Musa Aleyhisselâm, Tur halkının olduğu yere vardı ve orada dur­du­lar. (1) Orada konakladılar. Musa Aleyhisselâm Tûr-i Sînâ’ya çıkmaya hazırlandı. Tûr-i Sînâ’ya çıkarken, Hârun Aleyhisselâm’ı kavmi­nin başında bı­raktı. Yanına hâs talebesi, Yûşâ Aleyhisselâm ve sâlihlerden yetmiş kadar kişiyi aldı. Yûşâ Aleyhisselâm’ın;

-“Yetmiş kişiyi almaya ne gerek var?” sorusuna:

-“Yetmiş kişiyi yanıma almazsan korkarım beni yalan­lar ve getir­miş olduğum ilâhî emir ve yasakları ka­bul etmezler” diye cevap verdi.

Musa Aleyhisselâm’a on emir (2) ve Tevrât[ (3) verildi.

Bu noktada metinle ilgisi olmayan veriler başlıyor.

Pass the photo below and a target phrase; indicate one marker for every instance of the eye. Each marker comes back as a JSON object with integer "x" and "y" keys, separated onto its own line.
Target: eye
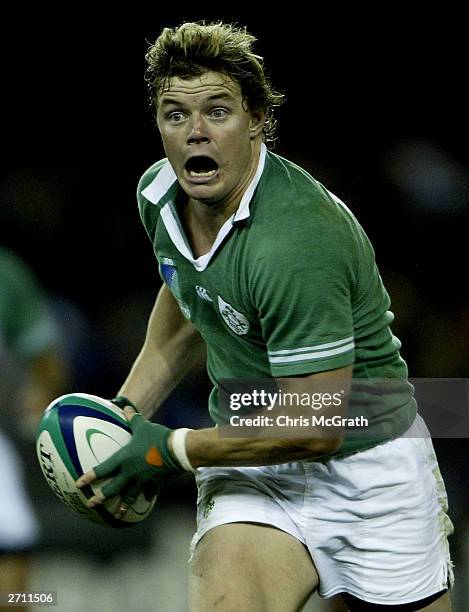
{"x": 219, "y": 113}
{"x": 175, "y": 116}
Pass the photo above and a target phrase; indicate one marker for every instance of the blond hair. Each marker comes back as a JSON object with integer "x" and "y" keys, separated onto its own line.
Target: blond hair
{"x": 193, "y": 48}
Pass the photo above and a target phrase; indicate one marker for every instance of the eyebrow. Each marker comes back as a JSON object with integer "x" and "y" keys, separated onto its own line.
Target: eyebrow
{"x": 211, "y": 98}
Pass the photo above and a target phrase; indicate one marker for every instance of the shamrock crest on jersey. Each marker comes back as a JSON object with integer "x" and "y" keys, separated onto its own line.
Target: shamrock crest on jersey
{"x": 235, "y": 320}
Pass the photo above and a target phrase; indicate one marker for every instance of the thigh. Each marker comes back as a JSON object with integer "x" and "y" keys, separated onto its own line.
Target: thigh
{"x": 250, "y": 567}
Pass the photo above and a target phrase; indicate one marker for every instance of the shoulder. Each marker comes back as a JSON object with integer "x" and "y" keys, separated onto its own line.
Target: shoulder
{"x": 292, "y": 207}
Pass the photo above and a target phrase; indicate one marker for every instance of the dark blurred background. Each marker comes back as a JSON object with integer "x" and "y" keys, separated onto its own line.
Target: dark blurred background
{"x": 376, "y": 110}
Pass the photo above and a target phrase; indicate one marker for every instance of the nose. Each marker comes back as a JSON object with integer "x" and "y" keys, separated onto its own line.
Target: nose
{"x": 198, "y": 132}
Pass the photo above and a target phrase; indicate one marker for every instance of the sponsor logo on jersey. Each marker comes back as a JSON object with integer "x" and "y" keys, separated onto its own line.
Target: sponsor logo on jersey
{"x": 209, "y": 507}
{"x": 203, "y": 293}
{"x": 170, "y": 276}
{"x": 184, "y": 309}
{"x": 235, "y": 320}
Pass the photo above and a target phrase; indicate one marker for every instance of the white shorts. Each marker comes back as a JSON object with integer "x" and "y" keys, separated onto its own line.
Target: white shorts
{"x": 374, "y": 522}
{"x": 18, "y": 526}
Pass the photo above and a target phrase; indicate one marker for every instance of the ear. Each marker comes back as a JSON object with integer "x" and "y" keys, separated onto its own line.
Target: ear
{"x": 256, "y": 123}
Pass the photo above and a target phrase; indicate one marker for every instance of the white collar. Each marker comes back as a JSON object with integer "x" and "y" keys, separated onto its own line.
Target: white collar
{"x": 162, "y": 183}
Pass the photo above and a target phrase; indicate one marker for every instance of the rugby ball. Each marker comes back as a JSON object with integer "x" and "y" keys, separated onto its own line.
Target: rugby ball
{"x": 76, "y": 432}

YAHUDÎLERİN ALTIN VE GÜMÜŞE TAPMALARI

Musa Aleyhisselâm’ın Tûr’daki çilesinin son günlerine doğru, Sâmirî (4) İsrâil Oğullarını saptırdı. Sâmirî, İsrâil Oğullarının ellerindeki altın ve mücev­herâtı hile ile topladı. Onları kuvvetli bir ateşte eritti. Daha sonra bir buzağı yaptı. Bir takım mehâret ve hile­lerle ona ses ve hareket verdi. İsrâil Oğulla­rını topladı ve onlara:

-“İşte bu, sizin Rabbinizdir. Musa’nın da Rabbi budur, bunu arayıp bulmak için Tûr’a gitti. Geliniz buna tapı­nız!” diye seslendi.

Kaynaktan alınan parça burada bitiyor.